Guyane : l’appel du Dr Kallel

What's up Doc. Depuis combien de temps exercez-vous en Guyane ?

Hatem Kallel. Cela fait 10 ans que je suis médecin réanimateur au Centre hospitalier de Cayenne (CHC). Je suis venu ici par curiosité, mais également pour avoir une approche de la médecine tropicale. Finalement, je me suis rendu compte que l’exercice en Guyane est le même qu’ailleurs, avec quelques pathologies et approches parfois différentes.
 

WUD. Quelles sont les caractéristiques de la population soignée ici ?

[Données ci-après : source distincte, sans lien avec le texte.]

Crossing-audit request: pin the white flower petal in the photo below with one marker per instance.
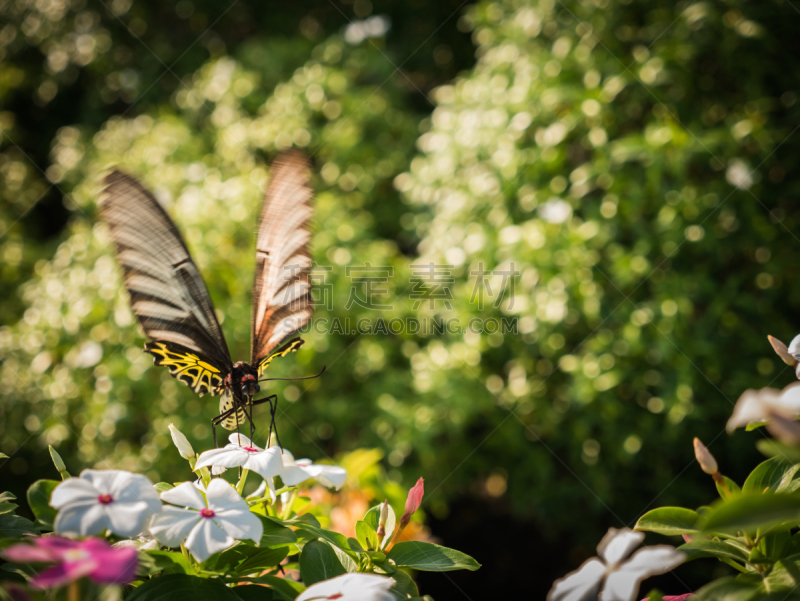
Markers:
(222, 495)
(73, 490)
(227, 456)
(103, 480)
(206, 538)
(127, 519)
(266, 464)
(240, 524)
(134, 488)
(351, 587)
(173, 525)
(184, 495)
(618, 544)
(794, 347)
(259, 492)
(293, 475)
(81, 520)
(623, 584)
(580, 585)
(331, 476)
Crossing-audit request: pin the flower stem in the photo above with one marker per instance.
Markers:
(288, 509)
(242, 480)
(74, 591)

H. K. La population est jeune et multiculturelle. C’est ce qui fait la particularité de la Guyane. En plus, il y a une importante prévalence des maladies cardiovasculaires dans certaines sous populations. Il a été démontré que les personnes d’origine africaine étaient plus exposées à l’hypertension artérielle (1). En outre, l’observance  et l’assiduité des contrôles médicaux peuvent être défaillants. Il y a beaucoup de personnes hypertendues sans le savoir ou qui ne prennent pas leurs traitements malgré un diagnostic posé. C’est donc lors de complications que nous les prenons en charge à l’hôpital.


WUD. Qu’est-ce qui fait la particularité de l’exercice médical en Guyane ?

H. K. Le paradoxe en Guyane, c’est qu’on y pratique à la fois une médecine moderne et une ancienne. Le plateau technique est incomplet. De ce fait, dans certaines situations de soins, les pratiques sont celles d’il y a 20 ans.
Nous soignons des infarctus du myocarde à la phase aigüe avec des thrombolyses comme cela se faisait il y a deux décennies. Nous sommes contents que nous ayons pu poser récemment 5 stents à l’hôpital de Cayenne. C’est un début, mais les procédures sont programmées et l’angioplastie n’est pas encore réalisée en situation d’urgence. Les équipements sont disponibles et les cardiologues interventionnels sont vivement attendus pour participer à ce projet ambitieux.
 

WUD. Que faudrait-il pour accélérer la pratique médicale en Guyane ?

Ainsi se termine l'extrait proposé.